Found in a mislabelled canister, the ‘Henonville Songs’ contains songs in Yiddish and German from interviews with concentration camp survivors at a French refugee camp in the summer of 1946.
The spool is part of a larger work by Dr David Boder, who interviewed at least 130 Jewish survivors after World War II to preserve the history of those who had endured ‘unspeakable horrors.’
Seventy years after the recordings were made, researchers have retrieved the voices from the antiquated wire spool, revealing songs that the Nazis forced their prisoners to sing – and the Jewish people’s songs of rebellion.
In the aftermath of World War II, Boder interviewed displaced survivors in Germany, Italy, France, and Switzerland, recorded on 200 spools of steel wire.

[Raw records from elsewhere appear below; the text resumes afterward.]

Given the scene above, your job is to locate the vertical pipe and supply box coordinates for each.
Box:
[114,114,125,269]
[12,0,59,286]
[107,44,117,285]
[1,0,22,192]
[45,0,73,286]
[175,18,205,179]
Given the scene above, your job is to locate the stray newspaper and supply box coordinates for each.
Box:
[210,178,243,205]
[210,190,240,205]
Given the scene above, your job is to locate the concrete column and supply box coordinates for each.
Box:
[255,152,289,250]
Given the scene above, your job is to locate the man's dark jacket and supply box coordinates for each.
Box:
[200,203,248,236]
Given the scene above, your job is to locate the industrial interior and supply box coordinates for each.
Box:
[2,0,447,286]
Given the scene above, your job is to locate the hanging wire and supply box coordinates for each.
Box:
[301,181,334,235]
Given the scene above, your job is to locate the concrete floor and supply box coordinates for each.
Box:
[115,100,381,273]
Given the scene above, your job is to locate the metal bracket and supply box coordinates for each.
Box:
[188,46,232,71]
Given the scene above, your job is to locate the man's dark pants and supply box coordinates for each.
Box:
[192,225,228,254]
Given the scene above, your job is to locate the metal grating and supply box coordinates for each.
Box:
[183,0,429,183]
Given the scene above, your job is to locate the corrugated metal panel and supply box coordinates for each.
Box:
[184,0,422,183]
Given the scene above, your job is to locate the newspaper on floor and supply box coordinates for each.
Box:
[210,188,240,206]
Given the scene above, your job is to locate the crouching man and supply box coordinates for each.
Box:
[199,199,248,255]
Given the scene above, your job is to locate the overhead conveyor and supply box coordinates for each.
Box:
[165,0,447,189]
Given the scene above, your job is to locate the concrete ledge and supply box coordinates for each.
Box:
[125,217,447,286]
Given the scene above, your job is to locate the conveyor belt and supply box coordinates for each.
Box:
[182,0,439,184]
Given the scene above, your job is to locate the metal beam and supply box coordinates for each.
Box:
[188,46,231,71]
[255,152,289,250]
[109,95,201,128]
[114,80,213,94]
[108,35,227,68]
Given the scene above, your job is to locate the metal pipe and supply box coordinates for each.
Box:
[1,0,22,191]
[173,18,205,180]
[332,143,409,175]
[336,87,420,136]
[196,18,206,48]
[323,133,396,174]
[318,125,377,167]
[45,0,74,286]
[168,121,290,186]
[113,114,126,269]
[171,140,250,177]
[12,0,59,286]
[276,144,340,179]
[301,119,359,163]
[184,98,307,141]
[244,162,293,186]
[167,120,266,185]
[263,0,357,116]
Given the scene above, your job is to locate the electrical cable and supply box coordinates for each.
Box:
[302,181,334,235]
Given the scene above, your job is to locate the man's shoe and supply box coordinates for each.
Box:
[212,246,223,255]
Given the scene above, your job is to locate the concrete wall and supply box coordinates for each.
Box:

While much of the work has been archived at The University of Akron’s Drs. Nicholas and Dorothy Cummings Center for the History of Psychology since 1967, one spool was never found.
The recording containing Jewish songs from a camp in Henonville, France had been referenced in his work, but remained a mystery for decades.
But, digging through the three boxes in the archives at the Cummings Center to take stock of the collection, Jon Endres came upon a spool that had been entered into the system as ‘Heroville Songs.’
After digitizing the fragile recording, the researcher was ‘blown away’ by what he’d found, he explains in a blog post.